Attwood also submitted deposition testimony of Dr. Henry, who had treated Dwaine Attwood a couple of months before his May 1992 ventricular fibrillation episode. According to Dr. Henry, a decreased dosage of furosemide could lead to congestive heart failure and increase the risk of heart rhythm problems.

Dr. Henry's testimony, standing alone, is insufficient to establish an issue of material fact as to causation. But the testimony of Drs. Johnston and Henry, taken in the light most favorable to the nonmoving party, demonstrate that there is a disputed issue of material fact as to whether the decreased dosage of furosemide caused Dwaine Attwood's death.[6]

Reversed and remanded for further proceedings.

ARMSTRONG and HUNT, JJ., concur.

NOTES

[1] For instance, Dwaine regularly worked in the yard, gardened, and played with his grandson, all without shortness of breath or fatigue.
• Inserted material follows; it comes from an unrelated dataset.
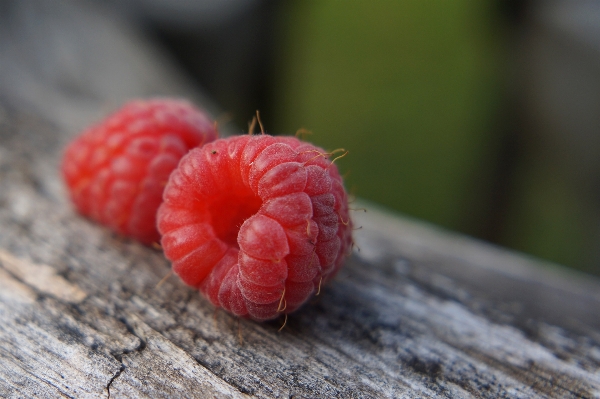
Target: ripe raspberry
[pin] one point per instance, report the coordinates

[2] Ventricular fibrillation is an electrical impulse dysfunction in the heart muscle that prevents the heart from contracting in a coordinated, effective manner; essentially, the heart stops pumping.

[3] Lasix is the generic name for furosemide.

[4] Dr. Johnston's deposition was taken the day before the summary judgment motion, but was neither transcribed nor brought to the trial court's attention. On appeal, Albertson moved to supplement the record with Dr. Johnston's deposition. At oral argument, Attwood's counsel had no objection to supplementing our record with that deposition. Thus, our analysis includes review of the deposition.

[5] Albertson also cites Watters v. Aberdeen Recreation, Inc., 75 Wash.App. 710, 879 P.2d 337 (1994), and asserts that Dr. Johnston fails to set forth a scientifically recognized basis for his opinions. Watters, 75 Wash.App. at 714, 879 P.2d 337. Albertson's reliance upon Watters is misplaced. In Watters, a physician specializing in "biokinetics" opined that the plaintiff fell after slipping on a foreign substance on the floor of a bowling alley. The physician stated that he could discern from hip x-rays that Watters slipped, rather than stumbled. Watters, 75 Wash.App. at 713, 879 P.2d 337. Reasonable minds could not differ that Dr. Fisher's opinion was not supported by personal knowledge, by methodology generally accepted in the scientific community, or by scientific validity. Watters, 75 Wash.App. at 714, 879 P.2d 337.

[6] Our resolution on the causation issue negates the need to analyze Attwood's argument regarding Albertson's failure to move to strike portions of the depositions.